Christopher Plummer, Glenn Close, Nick Nolte — A Year for Overdue Oscars?

This year’s prime acting contenders include an unusually large number of actors who’ve been overlooked for years … some of them, decades

In addition to the usual lines we'll be hearing at the next Academy Awards show — "I'd like to thank the Academy," "It's an honor just to be nominated," and all the other clichés — there's a pretty good chance that something else will be heard at the Kodak Theater:

"Well, it's about time."

That's because many of the main acting categories are studded with contenders who've had long, prosperous careers in which they've been largely ignored by the Academy.

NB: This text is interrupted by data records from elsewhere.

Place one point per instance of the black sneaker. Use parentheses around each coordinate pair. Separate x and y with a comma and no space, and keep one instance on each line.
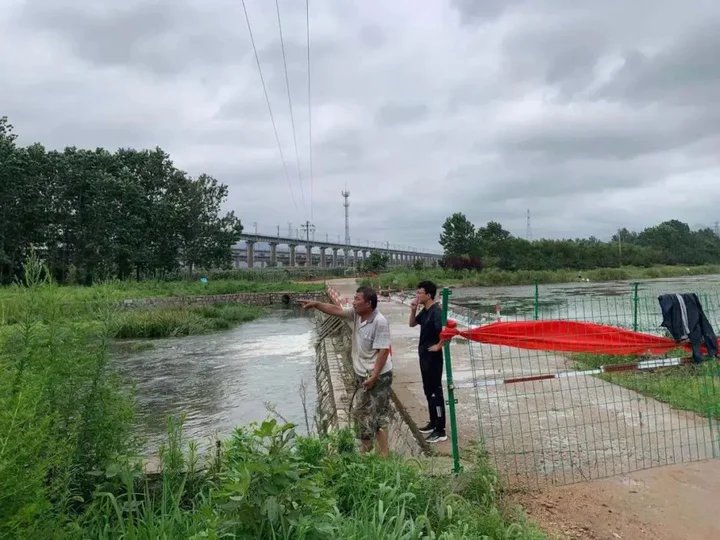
(427,428)
(437,436)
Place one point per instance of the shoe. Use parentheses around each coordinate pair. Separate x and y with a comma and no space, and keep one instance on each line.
(427,428)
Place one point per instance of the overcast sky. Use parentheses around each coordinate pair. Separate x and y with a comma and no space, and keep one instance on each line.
(593,115)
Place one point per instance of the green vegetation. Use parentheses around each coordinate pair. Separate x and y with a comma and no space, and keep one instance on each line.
(669,243)
(268,483)
(694,387)
(69,465)
(408,279)
(181,321)
(99,215)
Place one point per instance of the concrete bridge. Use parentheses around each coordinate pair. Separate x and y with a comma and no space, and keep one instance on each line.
(317,253)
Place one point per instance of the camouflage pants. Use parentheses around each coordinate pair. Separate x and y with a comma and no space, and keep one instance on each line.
(370,412)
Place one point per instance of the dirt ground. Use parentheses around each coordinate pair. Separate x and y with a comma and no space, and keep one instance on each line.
(676,502)
(664,502)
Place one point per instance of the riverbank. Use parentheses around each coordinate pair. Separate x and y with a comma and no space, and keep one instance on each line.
(69,465)
(399,279)
(615,507)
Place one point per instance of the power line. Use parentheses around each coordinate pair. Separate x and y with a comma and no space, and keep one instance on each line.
(307,24)
(267,100)
(292,117)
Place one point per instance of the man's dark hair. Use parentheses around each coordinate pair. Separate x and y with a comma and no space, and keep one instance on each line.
(429,287)
(369,295)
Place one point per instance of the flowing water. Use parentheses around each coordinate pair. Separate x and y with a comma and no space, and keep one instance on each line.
(223,380)
(610,302)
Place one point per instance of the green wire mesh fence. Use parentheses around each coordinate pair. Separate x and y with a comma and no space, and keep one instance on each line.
(559,418)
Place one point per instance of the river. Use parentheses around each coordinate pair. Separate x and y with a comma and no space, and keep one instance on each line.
(610,302)
(223,380)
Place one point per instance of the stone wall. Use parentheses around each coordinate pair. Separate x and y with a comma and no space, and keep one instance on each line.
(254,299)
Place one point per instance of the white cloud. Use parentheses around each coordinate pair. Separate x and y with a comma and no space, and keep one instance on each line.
(593,115)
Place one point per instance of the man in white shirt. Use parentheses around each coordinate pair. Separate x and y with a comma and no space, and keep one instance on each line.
(371,362)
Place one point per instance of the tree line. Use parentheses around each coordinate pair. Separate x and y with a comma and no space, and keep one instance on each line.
(94,215)
(671,242)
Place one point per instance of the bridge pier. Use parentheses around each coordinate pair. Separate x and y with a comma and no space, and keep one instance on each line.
(273,254)
(250,253)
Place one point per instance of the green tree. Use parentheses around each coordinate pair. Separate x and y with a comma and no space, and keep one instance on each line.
(458,236)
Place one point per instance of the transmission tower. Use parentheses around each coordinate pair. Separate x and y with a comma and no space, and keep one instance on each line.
(528,230)
(346,204)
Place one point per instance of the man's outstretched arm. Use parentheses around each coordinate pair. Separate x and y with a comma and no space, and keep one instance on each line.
(329,309)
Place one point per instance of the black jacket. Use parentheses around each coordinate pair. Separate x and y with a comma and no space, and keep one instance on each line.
(684,318)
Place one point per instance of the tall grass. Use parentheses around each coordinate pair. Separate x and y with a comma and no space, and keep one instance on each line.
(181,321)
(271,484)
(69,465)
(63,414)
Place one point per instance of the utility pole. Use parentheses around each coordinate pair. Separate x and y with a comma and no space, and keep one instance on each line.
(528,230)
(308,228)
(346,204)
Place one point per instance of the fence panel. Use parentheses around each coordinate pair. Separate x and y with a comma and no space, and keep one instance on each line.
(559,418)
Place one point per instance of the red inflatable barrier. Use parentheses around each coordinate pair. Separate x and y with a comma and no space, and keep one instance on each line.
(564,336)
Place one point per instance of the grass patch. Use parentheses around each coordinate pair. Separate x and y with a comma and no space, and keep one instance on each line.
(68,465)
(694,387)
(181,321)
(408,279)
(268,483)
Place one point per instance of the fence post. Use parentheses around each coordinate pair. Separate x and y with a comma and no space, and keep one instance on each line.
(451,387)
(636,299)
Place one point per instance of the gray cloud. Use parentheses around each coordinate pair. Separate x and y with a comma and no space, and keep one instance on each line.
(592,115)
(393,114)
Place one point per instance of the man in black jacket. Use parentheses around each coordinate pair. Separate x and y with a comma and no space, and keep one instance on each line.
(684,318)
(431,357)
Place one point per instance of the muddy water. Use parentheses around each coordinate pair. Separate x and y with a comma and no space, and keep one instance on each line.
(223,380)
(609,302)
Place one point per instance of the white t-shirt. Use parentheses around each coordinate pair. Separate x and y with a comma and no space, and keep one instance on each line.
(368,339)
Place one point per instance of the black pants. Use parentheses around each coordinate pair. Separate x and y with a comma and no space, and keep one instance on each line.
(431,366)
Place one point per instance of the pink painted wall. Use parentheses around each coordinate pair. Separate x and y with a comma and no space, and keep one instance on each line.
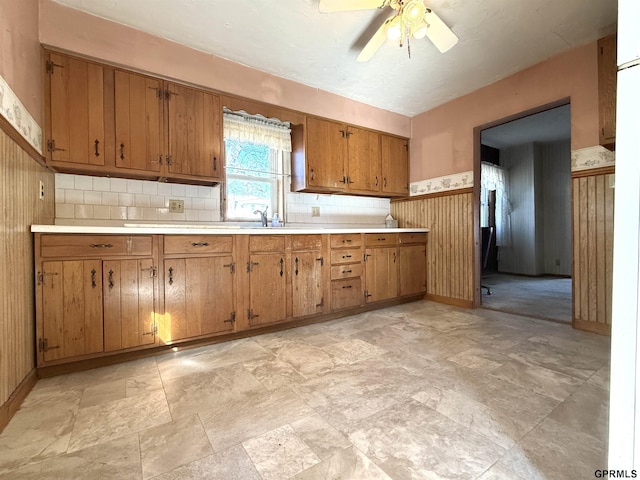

Take Christopher Plummer, a prime Supporting Actor contender for his role in "Beginners," and an outside chance at a Best Actor nomination if his one-man show "Barrymore" is released this year.

Plummer has been acting onscreen since 1953 and in films since 1958, including roles in such landmark movies as "The Sound of Music" and "The Man Who Would Be King."

He spent the first five decades of that career completely overlooked by the Academy, then picked up his first nomination at the age of 79 in 2009's "The Last Station."

He has never won.

Max Von Sydow, 82, instantly anointed a strong Supporting Actor contender once people got a look at the gravity he brought to the trailer for "Extremely Loud and Incredibly Close," has spent 60-plus years as a film actor and has been in more than 100 movies.

In that time, he has one Oscar nomination (for "Pelle the Conqueror" in 1988) and no wins.

Nick Nolte, with an affecting turn in "Warrior": 60-odd movies, two nominations, no wins.

Gary Oldman, whose lead performance in "Tinker, Tailor, Soldier, Spy" is a marvel of understatement: 40-plus films, including acclaimed appearances in "Sid and Nancy," "The Contender" and many others, without a single nomination.

Even Glenn Close, a strong Best Actress contender for "Albert Nobbs," is 23 years removed from a remarkable string in which she landed five acting nominations in seven years.

She didn't win any of them, and she hasn't been nominated since.

And while one of her main competitors in the category, Meryl Streep, is Oscar royalty with 16 nominations over the past 32 years, she's also been a model of futility, going 0-for-12 since winning her second Oscar way back in 1982.

In a way, Supporting Actress contender Vanessa Redgrave (for "Coriolanus" and "Anonymous") is in a similar category to Streep: She has won in the past, but not since "Julia" in 1978, and is one-for-six over a 33-year film career that might well have deserved more Academy honors.

Certainly, those overdue actors will be up against a tough field of movie stars (George Clooney, Brad Pit, Leonardo DiCaprio), previous winners (Philip Seymour Hoffman, Tilda Swinton, Charlize Theron) and hot newcomers (Elizabeth Olsen, Michael Fassbender, Jessica Chastain, Octavia Spencer).

And certainly, being overdue doesn’t guarantee an Oscar — just ask Peter O'Toole and Lauren Bacall, who ended up getting their gold statues in the form of Honorary Academy Awards.

O'Toole, in fact, initially considered declining the Honorary Oscar when it was voted to him, telling the board of governors that he was "still in the game and might yet win the lovely bugger outright."

He was nominated for "Venus" three years after reluctantly accepting that honorary award, but lost to Forest Whitaker in "The Last King of Scotland."

Let that be a warning to Plummer, and Von Sydow, and Nolte, and Oldman and Close: At the Oscars, just because it's about time doesn't mean your time as come.